Twenty-Six Seconds is part history and part memoir. Alexandra is a fine storyteller, introducing us to her grandfather, his blossoming in America, and his love for President Kennedy. The book begins with the chaos that enveloped Abe Zapruder and others in Dallas as the government and public sought to learn what happened that afternoon. Abe becomes a tormented man who happened to be at the right place and the right time; the film becomes his albatross.

The book moves briskly from the early days and weeks of the film’s history toward the various key developments that followed in the decades to come. Included among these benchmarks are the immediate sale of a copy to LIFE, testimony before the Warren Commission, the proliferation of bootleg copies of the film, conspiracy theorists seeking to use the footage to their advantage, further congressional inquiries, and the movie “JFK” by Oliver Stone.

Part of Alexandra Zapruder’s story deals with the legal rights over the film. For years, the family maintained ownership of the original copy but stored it at the National Archives. Although there were other copies available, researchers were interested in viewing the original, and the family, holding the copyright, was inundated with requests for access. Eventually, the U.S. government took legal ownership and paid the family $16 million through arbitration.

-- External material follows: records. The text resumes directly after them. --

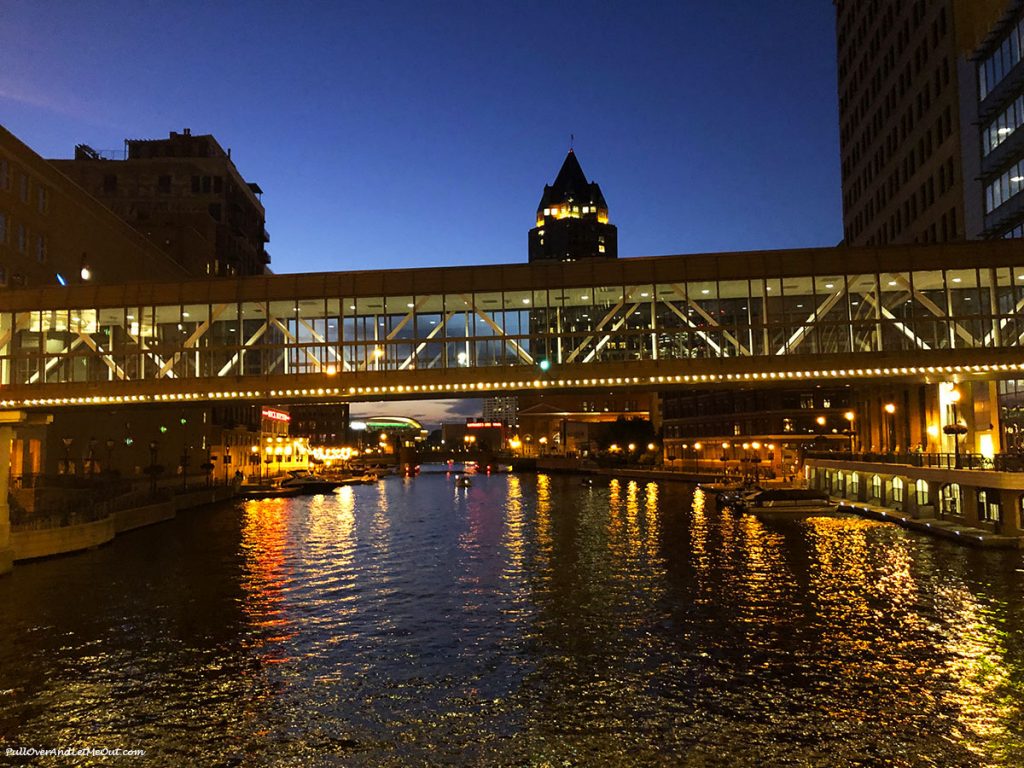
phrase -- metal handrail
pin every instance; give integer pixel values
(998, 463)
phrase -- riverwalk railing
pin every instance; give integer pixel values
(997, 463)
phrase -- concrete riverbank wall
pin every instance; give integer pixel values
(29, 544)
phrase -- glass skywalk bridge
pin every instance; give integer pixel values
(832, 313)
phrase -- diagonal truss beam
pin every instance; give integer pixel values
(801, 333)
(934, 308)
(710, 320)
(420, 347)
(626, 299)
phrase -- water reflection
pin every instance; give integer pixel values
(523, 621)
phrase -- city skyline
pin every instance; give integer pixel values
(402, 156)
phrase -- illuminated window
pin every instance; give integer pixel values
(922, 493)
(897, 491)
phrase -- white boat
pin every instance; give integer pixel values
(307, 482)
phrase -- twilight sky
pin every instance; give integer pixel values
(422, 133)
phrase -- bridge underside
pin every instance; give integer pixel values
(830, 314)
(641, 375)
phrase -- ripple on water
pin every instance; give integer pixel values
(524, 621)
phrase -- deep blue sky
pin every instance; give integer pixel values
(422, 133)
(413, 133)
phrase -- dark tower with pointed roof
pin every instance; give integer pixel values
(572, 219)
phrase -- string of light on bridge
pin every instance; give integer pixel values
(470, 388)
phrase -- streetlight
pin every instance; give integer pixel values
(956, 428)
(850, 416)
(67, 441)
(153, 467)
(92, 456)
(890, 409)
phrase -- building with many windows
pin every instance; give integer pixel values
(899, 121)
(185, 196)
(572, 219)
(53, 232)
(992, 82)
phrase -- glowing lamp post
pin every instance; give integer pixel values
(956, 428)
(849, 416)
(890, 410)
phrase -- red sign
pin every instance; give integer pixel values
(269, 413)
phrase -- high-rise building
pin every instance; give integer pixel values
(992, 89)
(899, 121)
(503, 408)
(184, 194)
(928, 102)
(572, 219)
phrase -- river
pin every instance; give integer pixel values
(525, 621)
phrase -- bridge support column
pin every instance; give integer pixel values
(7, 421)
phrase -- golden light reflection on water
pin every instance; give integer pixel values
(264, 542)
(514, 527)
(981, 684)
(544, 540)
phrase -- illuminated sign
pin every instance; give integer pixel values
(269, 413)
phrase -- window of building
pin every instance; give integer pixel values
(1003, 127)
(988, 506)
(876, 486)
(950, 502)
(898, 488)
(921, 489)
(1000, 61)
(1005, 187)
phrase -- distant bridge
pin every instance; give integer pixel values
(918, 312)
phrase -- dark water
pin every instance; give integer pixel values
(525, 621)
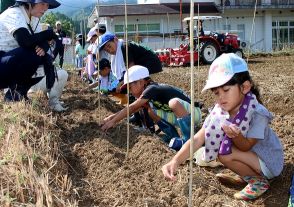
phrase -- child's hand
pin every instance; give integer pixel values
(107, 125)
(231, 130)
(83, 90)
(169, 170)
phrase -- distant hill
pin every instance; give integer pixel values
(74, 9)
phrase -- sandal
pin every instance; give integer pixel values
(256, 187)
(228, 179)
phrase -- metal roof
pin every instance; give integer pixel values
(154, 9)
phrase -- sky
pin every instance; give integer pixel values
(74, 4)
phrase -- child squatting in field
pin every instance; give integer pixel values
(168, 106)
(236, 131)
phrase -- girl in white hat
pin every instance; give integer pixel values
(237, 131)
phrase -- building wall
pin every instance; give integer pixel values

Despite all the information presented in Twenty-Six Seconds, the story never lags. The reader gets absorbed in what might happen next and how the family will cope with the demands and criticism from the public. Also noteworthy is how Alexandra explains some of the technical issues, such as film processing and reproduction. She has previously written an award-winning book on the Holocaust, and she has an appealing writing style.

Although the author sometimes appears defensive about decisions made by her grandfather and, later, her father, she is surprisingly evenhanded. In fact, she often goes out of her way to present or try to understand opposing positions. This effort at balance includes interviews with people who were critical of some handling of the financial or copyright issues.

While the focus of the book is on the film, its reception and controversies as well as the family’s role as steward, Alexandra also discusses how popular culture has embraced her grandfather’s work and turned it into an iconic artifact. The film has spawned books, movies, plays, poems, music, and even parodies. Twenty-Six Seconds, which also highlights a changing American society, helps place the footage in a broader context.

She also addresses the role of the media and government and the cynicism that has developed toward both since the assassination. By broadening the discussion, Alexandra Zapruder has written a book which transcends the film and the tragedy in Dallas.

Those who are deeply enmeshed in the details of the Kennedy assassination may be disappointed that she does not discuss the other existing home movies, notably the Orville Nix film, which is only mentioned once in passing. But Alexandra’s intention is to explain the vicissitudes of ownership of this one film, the most important taken that day.

After all this time, it would appear that there is little new information to be presented about the Kennedy assassination save to definitively prove whether Lee Harvey Oswald acted alone. But Alexandra Zapruder has meticulously researched and written about a film, a family, and a tragedy which helps us better understand what happened to America 53 years ago today.

Joseph A. Esposito was an eighth-grader when President Kennedy was assassinated and vividly remembers the events of November 1963. He is working on a book, The Dinner of the Century: President and Mrs. Kennedy Host America’s Greatest Intellectuals, dealing with the dinner for Nobel laureates and others at the White House in 1962.